Five Cardio Routines for People Who Hate Running


Even for someone who identifies as a lifter

After a decadent night out in the North End that concluded with a cappuccino and cannoli, I felt the need to get moving and stay moving the next day. Monday is my running day and seeing as it was Thursday, I didn’t feel like doing that. It is time to add more cardio routines into my life.

As someone who identifies predominantly as a lifter, it took some convincing to get me to start running. Since then I have spent my winters training for strength and my summers more or less training for endurance and races. But I get it, cardiovascular exercise is good for you but running isn’t all that fun, especially if you’re stuck inside on a treadmill.

When people think cardio, they might pigeonhole themselves into one of four categories, running (treadmill), elliptical, stair stepper, or cycling. Well, I’m going to tell you that’s not the case. In an effort to broaden everyone’s horizon on the options out there for non-running-based cardiovascular exercise I present five of my favorite cardio-conditioning drills.

Each one of these is different so if you like one do more of it if the other ones aren’t up your alley feel free to skip them.
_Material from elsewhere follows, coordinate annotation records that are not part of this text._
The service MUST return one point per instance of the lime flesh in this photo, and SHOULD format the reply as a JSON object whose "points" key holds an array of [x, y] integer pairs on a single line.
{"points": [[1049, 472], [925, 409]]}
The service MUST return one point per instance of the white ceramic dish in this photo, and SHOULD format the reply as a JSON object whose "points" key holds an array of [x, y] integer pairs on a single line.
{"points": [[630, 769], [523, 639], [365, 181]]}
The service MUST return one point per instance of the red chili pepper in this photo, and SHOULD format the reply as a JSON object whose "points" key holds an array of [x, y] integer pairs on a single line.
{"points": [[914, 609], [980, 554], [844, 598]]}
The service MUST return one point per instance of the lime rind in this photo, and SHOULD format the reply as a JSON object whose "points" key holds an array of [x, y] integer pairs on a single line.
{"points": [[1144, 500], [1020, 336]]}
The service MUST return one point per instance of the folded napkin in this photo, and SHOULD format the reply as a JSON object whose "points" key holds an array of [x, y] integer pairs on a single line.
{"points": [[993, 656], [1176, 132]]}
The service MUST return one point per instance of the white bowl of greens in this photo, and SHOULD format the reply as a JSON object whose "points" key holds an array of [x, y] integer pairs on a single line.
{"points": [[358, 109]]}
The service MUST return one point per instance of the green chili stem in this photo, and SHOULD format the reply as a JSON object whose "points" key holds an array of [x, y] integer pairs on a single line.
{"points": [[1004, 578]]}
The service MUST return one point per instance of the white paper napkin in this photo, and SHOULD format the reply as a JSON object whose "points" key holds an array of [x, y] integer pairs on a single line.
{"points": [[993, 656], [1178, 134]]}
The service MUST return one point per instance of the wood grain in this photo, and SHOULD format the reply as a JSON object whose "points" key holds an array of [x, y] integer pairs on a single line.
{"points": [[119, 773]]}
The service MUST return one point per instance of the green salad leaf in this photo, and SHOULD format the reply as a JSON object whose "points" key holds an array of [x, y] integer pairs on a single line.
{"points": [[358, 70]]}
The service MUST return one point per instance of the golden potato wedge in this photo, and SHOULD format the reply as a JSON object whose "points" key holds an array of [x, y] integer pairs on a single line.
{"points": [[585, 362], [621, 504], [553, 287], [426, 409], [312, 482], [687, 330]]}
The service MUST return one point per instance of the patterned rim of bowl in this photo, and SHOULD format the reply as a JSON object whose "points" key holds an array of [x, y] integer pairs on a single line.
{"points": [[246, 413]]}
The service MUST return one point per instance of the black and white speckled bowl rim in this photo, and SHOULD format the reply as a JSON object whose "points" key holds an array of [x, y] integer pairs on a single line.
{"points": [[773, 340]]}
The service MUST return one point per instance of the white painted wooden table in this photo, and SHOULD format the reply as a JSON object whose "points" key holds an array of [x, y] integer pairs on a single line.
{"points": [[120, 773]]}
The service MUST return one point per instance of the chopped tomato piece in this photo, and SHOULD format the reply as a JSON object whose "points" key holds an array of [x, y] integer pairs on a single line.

Each of the four will be presented with a video, description, and a way to progress or modify the routine.

Here are some cardio routines


Description: For this routine, all you need is a box and an airdyne or assault bike. Pick the time interval and weight of your choice. In this case, I had two chains and went for a minute. The step-up portion shouldn’t burn you out but it should prime your legs for fatigue. After a minute of doing the step-ups hop on the bike. Go 40 seconds light and then 20 seconds as hard as you can. Repeat this for three to four rounds.
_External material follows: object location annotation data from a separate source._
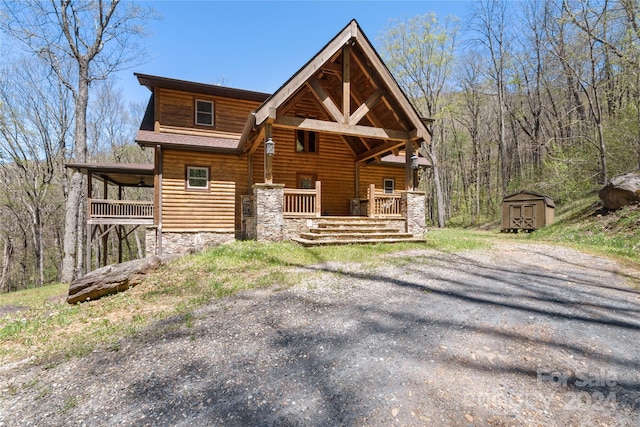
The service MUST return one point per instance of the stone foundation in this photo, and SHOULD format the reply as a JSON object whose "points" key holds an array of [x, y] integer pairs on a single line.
{"points": [[413, 209], [180, 243], [269, 208]]}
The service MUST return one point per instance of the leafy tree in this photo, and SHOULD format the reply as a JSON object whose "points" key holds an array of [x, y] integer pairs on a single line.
{"points": [[420, 53]]}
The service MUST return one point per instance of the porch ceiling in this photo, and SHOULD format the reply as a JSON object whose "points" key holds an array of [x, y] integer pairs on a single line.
{"points": [[124, 175]]}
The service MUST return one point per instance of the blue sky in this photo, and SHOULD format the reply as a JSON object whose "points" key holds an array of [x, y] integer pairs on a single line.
{"points": [[258, 45]]}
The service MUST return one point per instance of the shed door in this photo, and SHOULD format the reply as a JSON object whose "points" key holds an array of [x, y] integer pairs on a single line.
{"points": [[522, 216]]}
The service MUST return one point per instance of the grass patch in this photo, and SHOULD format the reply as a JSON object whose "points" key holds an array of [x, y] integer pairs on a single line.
{"points": [[586, 226], [457, 239], [35, 297]]}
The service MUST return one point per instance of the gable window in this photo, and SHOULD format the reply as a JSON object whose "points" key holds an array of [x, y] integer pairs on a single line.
{"points": [[197, 178], [204, 112], [306, 141], [389, 185]]}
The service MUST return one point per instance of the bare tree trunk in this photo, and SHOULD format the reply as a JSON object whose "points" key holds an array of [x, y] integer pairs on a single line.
{"points": [[426, 151], [7, 252]]}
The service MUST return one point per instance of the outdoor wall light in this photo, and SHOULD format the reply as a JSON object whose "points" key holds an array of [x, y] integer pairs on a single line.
{"points": [[270, 147], [414, 162]]}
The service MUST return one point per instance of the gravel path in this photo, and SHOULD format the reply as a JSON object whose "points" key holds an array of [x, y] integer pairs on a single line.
{"points": [[521, 334]]}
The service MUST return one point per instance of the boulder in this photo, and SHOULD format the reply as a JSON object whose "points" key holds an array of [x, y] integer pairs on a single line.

Progression: If you want to make this more challenging you can (1) increase the time to two minutes for the step up and the bike (2) add weight to the step ups, or (3) add an extra round.


Description: Pick any piece of cardio that tracks calories expended. In this case, I picked the ski erg. Recognizing that not every gym has one of these, you can broaden your options to a stair stepper, Jacobs ladder, or row erg. Go max effort until you reach 10 calories. Track how long it took you and do jump squats for that long (i.e. 25 seconds on the erg = 25 seconds of jump squats). Cap yourself out at 30 seconds on the jump squats since this will get tough.

Progression: If you’re feeling sadistic you can increase the calories to 12 or 15. If you want something a little less tough try adding an extra round to your routine.


Description: You’re going to need a band for this routine and a place to anchor the band. Pick any three exercises to pair together and go for 20 seconds on each one. For this, I chose jump squats, high knees, and then bear crawls. There are other options out there such as broad jumps, spider crawls, or mountain climbers so you can get creative with this. After 20 seconds make a quick transition to the next one.

Progression: Try a pyramid routine for this. Pick your three exercises. For the first set do 10 seconds for each one, for the next do 20, and then 30 seconds. Ramp back down to 20 seconds and then 10 seconds. That’s one round.


Description: A complex involves a series of different resistance training movements put together without any rest. There are a lot of different routines that you can do here that involve changing the movements or the modality. For example, I could have used a barbell or a sandbag for this routine. For this complex, I picked Romanian Deadlifts, Kettlebell Swings, Cleans, and Squats for 8 reps.

Progression: You can make this routine more challenging by increasing the weight or swapping out to a barbell complex. You can also change this routine by changing the exercises. Other exercises that can be used include pushing press, bent over row, good morning (barbell only), front squat (barbell only), or back squats (barbell only).


Description: This one is deceptively challenging. Pick a distance to do a forward and backward bear crawl. Start with one jump squat and one split jump on each leg then do your bear crawl. Ramp up to 2 squats and 2 split jumps and do the crawl again. Continue until you get to five reps.

Progression: If you insist! Try going up another rep if going to five isn’t tough enough. You can also increase the distance for the bear crawl. If you’re feeling up to it you could also throw a weight vest on.

If you hate running but still want to get your cardio in then try these awesome cardio routines.